Seeing the list of programs is daunting... going through them (when remembering to do so) one by one to see if they're up to date, it's not likely to happen in a timely manner. So PSI is definitely a great help. I had two updates pending... one problematic, but now at least I know to deal with it.

Michael Kassner
Michael Kassner

Let me know what you think after you use it for awhile. Your opinion is important.

Michael Kassner
Michael Kassner

Thank you. If you feel there is a need, I will gladly put an note in my queue to write a complete review. In fact, if you have anything you want looked at, please let me know.

auogoke
auogoke

I figured the information is available elsewhere. I was actually more concerned about his tone.

Michael Kassner
Michael Kassner

He writes for ComputerWorld.

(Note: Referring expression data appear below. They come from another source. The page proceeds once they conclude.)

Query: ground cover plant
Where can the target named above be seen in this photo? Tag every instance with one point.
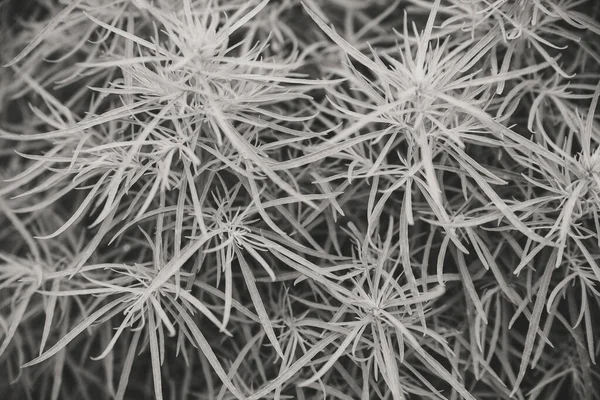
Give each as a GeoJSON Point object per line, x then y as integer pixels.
{"type": "Point", "coordinates": [276, 199]}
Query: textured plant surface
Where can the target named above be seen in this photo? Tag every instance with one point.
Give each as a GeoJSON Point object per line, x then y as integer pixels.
{"type": "Point", "coordinates": [335, 199]}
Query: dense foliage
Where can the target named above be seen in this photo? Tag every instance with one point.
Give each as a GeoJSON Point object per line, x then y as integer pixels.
{"type": "Point", "coordinates": [335, 199]}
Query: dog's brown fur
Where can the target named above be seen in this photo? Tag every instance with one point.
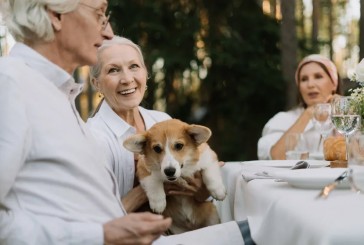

You may find some information regarding your inquiries there. My intent was to point out the new auto update feature. The Secunia Community Page has an abundance of information: http://secunia.com/community/

Jellimonsta
Jellimonsta

That is why I have EMET default to DEP for all applications, in order to mitigate against buffer overrun. I also have most every app mitigated against stack overflow and make use of address space randomization. :) It may not be perfect, but for free, it is a pretty nice bolt on for Win7 boxes. Unfortunately, XP cannot make use of most of the advanced features of EMET 2.0, but at least DEP will help XP somewhat.

Jellimonsta
Jellimonsta

EMET 2.0 has a pretty nice GUI so it is easy to navigate to include or exclude applications from mitigation. I have it running on a couple of personal systems, but so far, have not had any issues with any of the apps I am running. I need to give myself a reality check every now and then though. I was starting to slip into a false sense of security because of browsing with Chrome (and the sandboxing of processes it does), using Adobe Reader X (and the same sort of sandboxing), and then running EMET. I sometimes thought my system was pretty secure. ;)

Michael Kassner
Michael Kassner

I have updated Acrobat 9.0. Adobe confirms it, but PSI still registers I need to run the update.

Neon Samurai
Neon Samurai

been ok on my systems with Adobe Reader but no Acrobat at home and no CSI commercial license for use at work.